COEUR d'ALENE - Spokane Public Radio aims to sustain quality programming as technology and audiences change, said Cary Boyce, new SPR president and general manager, on Friday.
Speaking to the Rotary Club of Coeur d'Alene, Boyce said the NPR affiliate is looking to adapt in other ways, too.
"We are working to expand and improve service to you," said Boyce, speaking to roughly 100 at a meeting room in The Coeur d'Alene Resort.
Boyce has been with SPR for five months, after working with WFIU, Indiana Public Media, for more than 20 years.
He reminded listeners that SPR consists of three program streams, KPBX, KPBZ and KSFC.
"It really sounds like alphabet soup, and it is, but it also represents coverage," Boyce said.
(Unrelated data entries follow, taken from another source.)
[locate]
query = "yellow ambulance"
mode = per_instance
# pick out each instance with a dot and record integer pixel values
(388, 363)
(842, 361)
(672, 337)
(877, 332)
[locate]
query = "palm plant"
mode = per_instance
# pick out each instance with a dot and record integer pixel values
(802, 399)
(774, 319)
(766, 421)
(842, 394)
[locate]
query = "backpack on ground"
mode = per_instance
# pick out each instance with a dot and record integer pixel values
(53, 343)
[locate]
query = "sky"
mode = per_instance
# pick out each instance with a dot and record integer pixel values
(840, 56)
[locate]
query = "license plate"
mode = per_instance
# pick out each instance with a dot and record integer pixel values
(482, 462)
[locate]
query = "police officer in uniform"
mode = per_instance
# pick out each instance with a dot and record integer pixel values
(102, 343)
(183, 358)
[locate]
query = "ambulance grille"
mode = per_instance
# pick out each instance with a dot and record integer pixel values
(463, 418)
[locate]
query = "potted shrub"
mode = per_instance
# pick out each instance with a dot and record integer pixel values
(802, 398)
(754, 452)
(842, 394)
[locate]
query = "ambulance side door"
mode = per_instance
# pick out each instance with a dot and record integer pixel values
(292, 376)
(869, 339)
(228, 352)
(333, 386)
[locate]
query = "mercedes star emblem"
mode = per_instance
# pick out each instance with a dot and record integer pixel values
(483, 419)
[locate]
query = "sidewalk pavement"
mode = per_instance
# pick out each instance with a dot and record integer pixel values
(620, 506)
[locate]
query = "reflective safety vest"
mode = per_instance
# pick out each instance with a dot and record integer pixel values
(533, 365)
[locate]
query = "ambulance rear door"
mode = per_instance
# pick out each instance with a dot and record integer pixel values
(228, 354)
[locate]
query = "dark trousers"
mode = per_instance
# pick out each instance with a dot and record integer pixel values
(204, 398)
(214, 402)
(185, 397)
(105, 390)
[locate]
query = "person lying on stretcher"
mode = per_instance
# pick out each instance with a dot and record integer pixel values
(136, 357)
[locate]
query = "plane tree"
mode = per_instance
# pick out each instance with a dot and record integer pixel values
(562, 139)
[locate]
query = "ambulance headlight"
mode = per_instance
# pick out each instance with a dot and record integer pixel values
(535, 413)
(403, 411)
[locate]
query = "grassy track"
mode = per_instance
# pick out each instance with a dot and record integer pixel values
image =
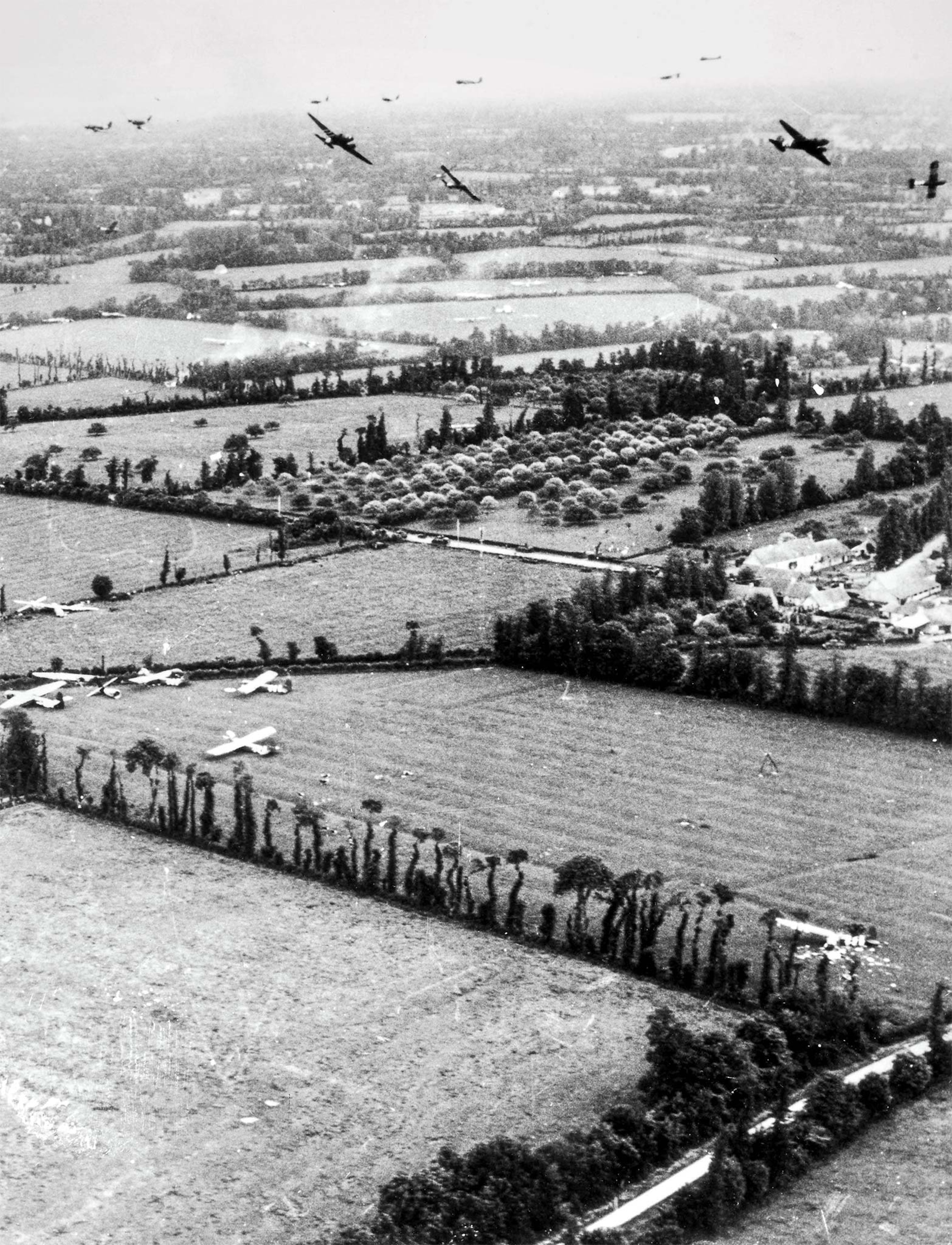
(642, 780)
(257, 1055)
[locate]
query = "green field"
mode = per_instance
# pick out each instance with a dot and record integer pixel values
(193, 1042)
(306, 426)
(362, 601)
(54, 548)
(642, 780)
(890, 1185)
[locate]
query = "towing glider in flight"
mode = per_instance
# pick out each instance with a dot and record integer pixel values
(456, 185)
(47, 695)
(252, 742)
(335, 140)
(815, 148)
(268, 681)
(931, 184)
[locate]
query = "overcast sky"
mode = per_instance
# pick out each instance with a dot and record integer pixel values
(96, 60)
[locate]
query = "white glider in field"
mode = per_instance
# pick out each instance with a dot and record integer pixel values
(44, 603)
(172, 678)
(107, 689)
(268, 681)
(252, 742)
(47, 695)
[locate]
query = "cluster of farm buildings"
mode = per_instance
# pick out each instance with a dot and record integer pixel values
(803, 575)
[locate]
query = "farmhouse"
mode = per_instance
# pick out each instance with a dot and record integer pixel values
(800, 554)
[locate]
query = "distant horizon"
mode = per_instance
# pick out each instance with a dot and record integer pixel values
(101, 60)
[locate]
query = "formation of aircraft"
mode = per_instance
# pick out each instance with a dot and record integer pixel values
(45, 695)
(931, 184)
(250, 742)
(268, 681)
(43, 604)
(172, 678)
(336, 140)
(815, 148)
(456, 185)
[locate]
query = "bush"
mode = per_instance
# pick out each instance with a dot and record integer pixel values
(909, 1076)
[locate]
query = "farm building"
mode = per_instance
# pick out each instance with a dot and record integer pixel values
(800, 554)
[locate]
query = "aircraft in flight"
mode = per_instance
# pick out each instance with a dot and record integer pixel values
(173, 678)
(456, 185)
(268, 681)
(334, 140)
(47, 695)
(931, 184)
(815, 148)
(252, 742)
(107, 689)
(43, 603)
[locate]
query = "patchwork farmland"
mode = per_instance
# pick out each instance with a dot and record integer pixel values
(272, 1049)
(641, 780)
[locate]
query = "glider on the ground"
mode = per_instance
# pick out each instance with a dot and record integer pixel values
(43, 603)
(815, 148)
(107, 689)
(931, 184)
(268, 681)
(335, 140)
(173, 678)
(456, 185)
(252, 742)
(48, 695)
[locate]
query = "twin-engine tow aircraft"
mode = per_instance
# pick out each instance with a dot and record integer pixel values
(336, 140)
(456, 185)
(172, 678)
(47, 695)
(250, 742)
(44, 603)
(268, 681)
(931, 184)
(815, 148)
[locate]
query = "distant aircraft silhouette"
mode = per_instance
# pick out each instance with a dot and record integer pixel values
(815, 148)
(456, 185)
(335, 140)
(931, 182)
SPR will be relocating to a downtown Spokane location in the university district this year, he said.
Boyce is also pursuing grant funding to add to SPR's reporting staff, he said.
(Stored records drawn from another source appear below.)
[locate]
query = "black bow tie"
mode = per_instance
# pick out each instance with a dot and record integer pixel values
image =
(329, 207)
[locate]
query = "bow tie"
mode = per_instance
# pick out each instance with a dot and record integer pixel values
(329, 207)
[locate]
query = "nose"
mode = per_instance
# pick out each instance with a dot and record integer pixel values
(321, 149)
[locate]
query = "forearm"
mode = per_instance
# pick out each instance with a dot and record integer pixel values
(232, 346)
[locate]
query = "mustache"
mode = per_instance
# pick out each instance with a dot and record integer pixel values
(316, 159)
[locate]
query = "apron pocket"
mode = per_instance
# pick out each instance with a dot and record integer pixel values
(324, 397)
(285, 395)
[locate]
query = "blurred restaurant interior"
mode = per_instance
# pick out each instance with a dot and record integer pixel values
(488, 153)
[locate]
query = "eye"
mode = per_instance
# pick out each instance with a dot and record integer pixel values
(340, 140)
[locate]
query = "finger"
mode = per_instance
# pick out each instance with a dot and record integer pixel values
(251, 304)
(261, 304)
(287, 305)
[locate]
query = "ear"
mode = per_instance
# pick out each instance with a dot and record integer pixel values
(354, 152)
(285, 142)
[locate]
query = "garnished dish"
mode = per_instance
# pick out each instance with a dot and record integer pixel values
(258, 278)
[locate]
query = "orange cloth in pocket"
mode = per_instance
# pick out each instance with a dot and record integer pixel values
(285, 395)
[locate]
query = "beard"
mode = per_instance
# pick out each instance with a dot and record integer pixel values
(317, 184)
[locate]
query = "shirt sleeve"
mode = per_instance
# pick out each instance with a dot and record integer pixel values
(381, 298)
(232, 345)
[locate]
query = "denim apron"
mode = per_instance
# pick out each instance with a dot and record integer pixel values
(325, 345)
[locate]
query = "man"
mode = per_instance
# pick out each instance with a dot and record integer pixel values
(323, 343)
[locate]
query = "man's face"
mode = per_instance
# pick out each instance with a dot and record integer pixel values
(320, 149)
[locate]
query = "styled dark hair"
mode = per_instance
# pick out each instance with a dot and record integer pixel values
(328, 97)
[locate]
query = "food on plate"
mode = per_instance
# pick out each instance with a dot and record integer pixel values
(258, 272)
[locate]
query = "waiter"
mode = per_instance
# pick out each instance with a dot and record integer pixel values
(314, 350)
The station broadcasts over a 20,000-square-mile area, Boyce said. That spans north central and eastern Washington, North Idaho, west Montana, southeast British Columbia and parts of Oregon.
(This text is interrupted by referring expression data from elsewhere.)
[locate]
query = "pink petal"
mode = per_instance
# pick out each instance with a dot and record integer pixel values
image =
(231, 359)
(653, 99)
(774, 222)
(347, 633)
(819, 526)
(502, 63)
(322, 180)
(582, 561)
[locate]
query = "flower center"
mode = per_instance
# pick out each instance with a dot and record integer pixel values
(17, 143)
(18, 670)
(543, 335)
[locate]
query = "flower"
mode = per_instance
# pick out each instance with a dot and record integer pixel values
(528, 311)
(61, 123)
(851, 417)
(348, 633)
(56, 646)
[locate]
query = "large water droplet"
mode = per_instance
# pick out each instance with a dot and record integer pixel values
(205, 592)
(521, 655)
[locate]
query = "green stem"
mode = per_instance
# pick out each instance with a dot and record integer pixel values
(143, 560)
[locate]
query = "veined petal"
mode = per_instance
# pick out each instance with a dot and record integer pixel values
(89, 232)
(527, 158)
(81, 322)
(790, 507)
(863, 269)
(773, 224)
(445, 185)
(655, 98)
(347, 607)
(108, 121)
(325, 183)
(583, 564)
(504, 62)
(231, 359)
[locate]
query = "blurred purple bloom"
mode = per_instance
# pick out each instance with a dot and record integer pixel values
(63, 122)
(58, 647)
"That's about the size of France," he said.
SPR has plans to purchase a translator that would beef up its signal, he said.
Jessica Robinson, Inland Northwest correspondent for the Northwest News Network, also spoke to the Rotary.
Robinson trolls for overlooked stores in the Coeur d'Alene area that are interesting to audiences across the Inland Northwest, she said.
"I'll do stories that people in big cities might not be aware of, like that there are people who work in mines," she said. "And I don't just do stories that are stereotypically rural. There are lots of innovations in this area."
Sam Hunter, who attended the event, said he listens to some NPR programs, like "Car Talk."
"I think it's very important, and it will continue to be that way," Hunter said of public news radio. "There's something about voiceprint that's different from TV, Internet and print."
Coeur d'Alene resident Valleta O'Day said NPR is the only radio station she listens to.
"It's unbiased," she said. "If you listen to CNN, they've got a point to make. The same as FOX, they're making a point. That's not true for NPR."